L'ultima faccia di quella pietra comunque preziosa che è il cinema polanskiano si costruisce su due aspetti tipici: l'innovazione e la costante.

Innovativa (come lo era l'assurdità de IL COLTELLO NELL'ACQUA, la tensione di CUL DE SAC, la devianza di REPULSION, la parodia de IL BALLO DEI VAMPIRI, il terrore di ROSEMARY'S BABY, l'ambiguità di CHINATOWN, l'affresco di TESS, il suspense espressionistico di FRANTIC) perché per la prima volta costringe il regista ad interessarsi direttamente dell'attualità e della politica. Ispirato da un lavoro teatrale del drammaturgo cileno Ariel Dorfman il film, e la splendida fotografia allusiva di Tonino Delli Colli si aprono così sulle onde schiumeggianti di un mare in burrasca: "in un Paese dell'America latina", in un bungalow isolato sopra le scogliere dove vive, reclusa ed impaurita, una ex-militante dell'opposizione. Con lei il marito, uomo politico a suo tempo perseguitato dal regime scomparso, ora incaricato di giudicare coloro che si macchiarono dei crimini orrendi della repressione: in una notte tempestosa, questi viene riaccompagnato a casa da un sconosciuto, nel quale la donna crede di riconoscere l'aguzzino che l'aveva torturata e violentata...

Costante, LA MORTE E LA FANCIULLA lo è per il rinnovato, sensibilissimo riavvicinamento a quelle caratteristiche che hanno da sempre segnato il cinema di Polanski: l'esigenza claustrofobica di racchiudere l' avvenimento in una geometria spaziale ben definita, l'osservazione macroscopica e fisica della materia che conduce all'astrazione ed al fantastico. E la doppia natura del cinema di Polanski. Quella del cineasta moderno, nutrito in cineteca, sensibile ai riferimenti culturali del proprio mestiere: ecco allora la profondità di campo tipicamente hitchcockiana, il soggetto ripreso nitidamente in primo piano e, sullo sfondo altrettanto a fuoco, l'oggetto della sua attenzione. Così che l'azione, i risvolti psicologici possano progredire con chiarezza, sul filo di una grammatica che spiega, impeccabile come poche altre, l'accaduto. Al tempo stesso, come flash rivelatori, i tagli insoliti dell'immagine: dal basso all'alto, di sbieco, su elementi stranianti, apparentemente superflui, comunque inquietanti. È l'altro aspetto del regista polacco, la sua tendenza verso l'ambiguo, il fantastico, il deviante, il crudele, il ludico e l'erotico.

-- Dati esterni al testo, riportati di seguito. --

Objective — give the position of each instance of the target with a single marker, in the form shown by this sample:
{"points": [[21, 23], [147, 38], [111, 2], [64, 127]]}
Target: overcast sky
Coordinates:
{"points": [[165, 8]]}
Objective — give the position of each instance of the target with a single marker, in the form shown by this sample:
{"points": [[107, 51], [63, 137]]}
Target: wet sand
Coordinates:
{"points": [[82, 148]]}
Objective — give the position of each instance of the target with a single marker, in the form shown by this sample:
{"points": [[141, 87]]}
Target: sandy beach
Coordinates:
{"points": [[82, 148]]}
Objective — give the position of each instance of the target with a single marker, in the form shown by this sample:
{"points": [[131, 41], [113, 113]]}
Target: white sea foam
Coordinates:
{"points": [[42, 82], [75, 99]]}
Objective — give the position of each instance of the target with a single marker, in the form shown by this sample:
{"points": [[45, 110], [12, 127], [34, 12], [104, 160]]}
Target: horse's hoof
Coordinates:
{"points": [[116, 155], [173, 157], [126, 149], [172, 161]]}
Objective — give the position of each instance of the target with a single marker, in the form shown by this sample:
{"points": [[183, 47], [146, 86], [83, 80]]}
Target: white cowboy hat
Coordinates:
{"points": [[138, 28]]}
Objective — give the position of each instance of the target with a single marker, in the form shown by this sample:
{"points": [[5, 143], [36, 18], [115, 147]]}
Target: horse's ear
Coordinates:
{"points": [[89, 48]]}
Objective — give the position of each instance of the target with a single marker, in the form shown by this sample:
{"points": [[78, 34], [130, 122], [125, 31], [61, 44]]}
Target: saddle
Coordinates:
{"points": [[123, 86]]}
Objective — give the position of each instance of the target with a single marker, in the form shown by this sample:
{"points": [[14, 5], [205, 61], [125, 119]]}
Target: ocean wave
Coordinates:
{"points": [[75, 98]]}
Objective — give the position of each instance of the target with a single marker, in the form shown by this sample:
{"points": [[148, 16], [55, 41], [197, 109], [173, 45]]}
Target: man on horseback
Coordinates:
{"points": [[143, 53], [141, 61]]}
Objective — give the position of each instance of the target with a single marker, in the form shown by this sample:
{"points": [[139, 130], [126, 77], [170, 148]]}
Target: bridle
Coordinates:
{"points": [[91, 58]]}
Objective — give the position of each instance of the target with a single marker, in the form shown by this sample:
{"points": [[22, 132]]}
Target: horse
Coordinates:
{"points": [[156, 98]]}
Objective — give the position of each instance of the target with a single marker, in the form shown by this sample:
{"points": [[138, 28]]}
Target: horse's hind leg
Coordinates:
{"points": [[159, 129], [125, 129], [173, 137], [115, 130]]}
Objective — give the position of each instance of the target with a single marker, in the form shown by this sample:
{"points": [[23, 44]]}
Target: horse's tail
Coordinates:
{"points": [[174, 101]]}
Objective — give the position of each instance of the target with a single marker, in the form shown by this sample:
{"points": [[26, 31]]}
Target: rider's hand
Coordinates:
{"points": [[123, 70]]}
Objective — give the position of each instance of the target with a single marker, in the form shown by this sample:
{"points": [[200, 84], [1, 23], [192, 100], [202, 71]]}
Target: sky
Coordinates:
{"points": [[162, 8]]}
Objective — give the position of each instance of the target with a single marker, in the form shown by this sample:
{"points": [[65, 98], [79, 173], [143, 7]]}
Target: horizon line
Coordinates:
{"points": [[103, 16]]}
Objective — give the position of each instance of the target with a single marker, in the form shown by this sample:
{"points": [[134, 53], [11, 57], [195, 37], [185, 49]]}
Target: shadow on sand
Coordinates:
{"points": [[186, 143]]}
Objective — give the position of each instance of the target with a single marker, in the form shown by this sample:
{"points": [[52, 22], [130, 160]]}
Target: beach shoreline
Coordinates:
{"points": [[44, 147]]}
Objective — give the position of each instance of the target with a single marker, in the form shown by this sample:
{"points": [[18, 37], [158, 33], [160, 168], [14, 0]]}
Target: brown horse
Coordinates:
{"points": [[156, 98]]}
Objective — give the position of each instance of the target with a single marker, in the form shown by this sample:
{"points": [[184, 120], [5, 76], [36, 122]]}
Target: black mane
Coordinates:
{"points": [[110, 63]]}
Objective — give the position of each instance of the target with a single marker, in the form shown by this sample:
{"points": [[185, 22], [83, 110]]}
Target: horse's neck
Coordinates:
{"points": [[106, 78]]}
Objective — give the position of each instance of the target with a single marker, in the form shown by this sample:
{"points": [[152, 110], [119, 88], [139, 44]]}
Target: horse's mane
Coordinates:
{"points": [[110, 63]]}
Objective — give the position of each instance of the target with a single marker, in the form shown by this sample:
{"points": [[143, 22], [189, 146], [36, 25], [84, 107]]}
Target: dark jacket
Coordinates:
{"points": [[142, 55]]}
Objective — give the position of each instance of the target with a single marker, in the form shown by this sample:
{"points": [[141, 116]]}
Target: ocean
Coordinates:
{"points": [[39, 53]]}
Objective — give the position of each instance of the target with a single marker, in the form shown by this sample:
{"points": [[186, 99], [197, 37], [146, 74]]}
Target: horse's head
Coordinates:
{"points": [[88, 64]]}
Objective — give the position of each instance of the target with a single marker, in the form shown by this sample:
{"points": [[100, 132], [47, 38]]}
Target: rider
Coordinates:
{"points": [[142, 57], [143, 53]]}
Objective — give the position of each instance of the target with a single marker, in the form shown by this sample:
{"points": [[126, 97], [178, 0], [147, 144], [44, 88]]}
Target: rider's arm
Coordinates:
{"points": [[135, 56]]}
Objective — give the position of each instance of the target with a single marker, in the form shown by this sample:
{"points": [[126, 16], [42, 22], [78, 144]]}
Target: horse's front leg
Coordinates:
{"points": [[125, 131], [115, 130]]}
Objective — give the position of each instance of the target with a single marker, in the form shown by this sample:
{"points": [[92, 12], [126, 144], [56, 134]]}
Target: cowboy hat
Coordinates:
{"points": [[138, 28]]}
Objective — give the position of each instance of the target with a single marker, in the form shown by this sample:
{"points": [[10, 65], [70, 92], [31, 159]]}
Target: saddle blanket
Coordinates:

Occorre aver visto Sigourney Weaver aggirarsi inquieta negli spazi sempre più soffocanti della propria abitazione, la cinepresa costringerla sempre più dappresso, scrutarla nelle pieghe amare de viso, nelle vesti bagnate dalla pioggia, gli oggetti (un pollo squartato, i resti del pasto frugati nella spazzatura) assumere il peso di altri significati, i suoni invadere progressivamente uno spazio vieppiù mentale per rendersi conto dell'importanza che può assumere lo sguardo di un regista. Bisogna averla osservata appiccicarsi a sua volta al suo presunto torturatore (grande, ambivalente Ben Kingsley, che recita al tempo stesso due personaggi: l'innocente ed il colpevole) per tentare di ritrovarne gli umori più disperatamente intimi, l'odore del sangue, lo strappo dei lacci, le mutandine cacciate in bocca in una sequenza ormai cult, per accorgersi della forza specificatamente cinematografica di un intervento. Che nasce sempre da una insopprimibile facilità, evidente felicità del filmare: uno spazio da riempire, certo, ma anche una storia, e la sua evoluzione.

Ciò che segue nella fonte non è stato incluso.